建築から学ぶこと

2010/06/02

No. 231

街角から生まれる価値

ある午後の「ロゴバ」の客は、箏属の楽器を携えた沢井一恵さんであった。その日私が耳に触れることのできたのは、五つの絃しかない、箏属のなかでもひときわミニマルな楽器である。デリケートなその響きを、その日、沢井さんはこの空間にある小さな2階の舳先から1階に向けて奏でおろそうと決めたのだ。そうして本番の5月28日では、これに加えて、7絃の楽器を中央に、外壁ガラス面の交わるところには琉球三線を、13絃と17絃については少し奥まった位置に据え、階段を昇ったり降りたりしながらひとつひとつ弾きわけた。すべて、最初の見立てに沿っている。「ロゴバ」の空間と向きあいつつ、箏の名手は丹念な切り出しを進めていった。時に雄弁に、時に呟くように。空気の密度は微細に色あいを変えた。

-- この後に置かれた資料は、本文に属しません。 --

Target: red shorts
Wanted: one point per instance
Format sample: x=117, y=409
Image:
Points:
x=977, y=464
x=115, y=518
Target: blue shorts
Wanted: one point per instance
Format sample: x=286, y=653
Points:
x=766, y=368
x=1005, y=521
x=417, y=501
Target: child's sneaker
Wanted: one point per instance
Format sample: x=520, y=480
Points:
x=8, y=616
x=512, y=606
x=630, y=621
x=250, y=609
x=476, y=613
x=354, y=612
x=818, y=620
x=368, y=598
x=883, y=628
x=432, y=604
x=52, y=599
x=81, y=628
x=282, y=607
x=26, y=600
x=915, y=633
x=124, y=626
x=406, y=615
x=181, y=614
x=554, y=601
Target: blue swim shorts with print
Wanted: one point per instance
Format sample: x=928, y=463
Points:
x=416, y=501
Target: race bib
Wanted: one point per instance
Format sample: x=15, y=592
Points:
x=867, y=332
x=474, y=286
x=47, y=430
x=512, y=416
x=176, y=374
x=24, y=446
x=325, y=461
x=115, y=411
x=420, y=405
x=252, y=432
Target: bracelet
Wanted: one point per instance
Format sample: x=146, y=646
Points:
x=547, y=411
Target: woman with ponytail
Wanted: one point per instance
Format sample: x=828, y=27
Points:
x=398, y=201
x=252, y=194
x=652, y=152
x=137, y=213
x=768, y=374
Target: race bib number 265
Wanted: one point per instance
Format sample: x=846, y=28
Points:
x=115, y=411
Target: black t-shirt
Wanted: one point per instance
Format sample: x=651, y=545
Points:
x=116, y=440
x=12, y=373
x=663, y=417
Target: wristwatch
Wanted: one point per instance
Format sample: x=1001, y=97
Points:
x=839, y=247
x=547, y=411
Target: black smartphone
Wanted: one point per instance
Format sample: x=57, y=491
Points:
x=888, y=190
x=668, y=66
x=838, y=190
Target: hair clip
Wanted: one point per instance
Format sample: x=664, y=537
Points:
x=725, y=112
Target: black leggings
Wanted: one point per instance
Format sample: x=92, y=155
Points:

この「ロゴバ」とは安井平河町ビル、すなわち安井建築設計事務所の自社ビルの1階にある、西川純一さんが代表を務めるインテリアショップである。かつて街角に向いたガソリンスタンドだったこの吹き抜けた空間を使って面白い試みができないだろうか。この斜め向かいに事務所を構えていた音楽プロデューサー・平井洋さんに、そう私が問いかけたところからコンサートシリーズ「平河町ミュージックス」が歩み出した。その呼称は、音楽評論の小沼純一さんが提案したもので、音楽の複数の可能性を表す言い回しである(ふつう、musicは単複同形だ)。この街角には、新しい価値が生まれる可能性があるのではないかと、この面々は思いを重ねたのである。

もちろん、音楽家がその場所に魂を揺さぶられることがなくてはこの企みは成立しない。高橋悠治さんによる2曲が含まれた沢井さんの「鋭角的な」プログラム、当夜はその高橋さんも観衆のひとりとなり、どこか和やかな空気の、程よくカスタマイズされた空間が立ち現われていた。その日に固有な空間をつくるという試みを、これから淡々と続けてゆくのが「平河町ミュージックス」の基調と言えるだろう。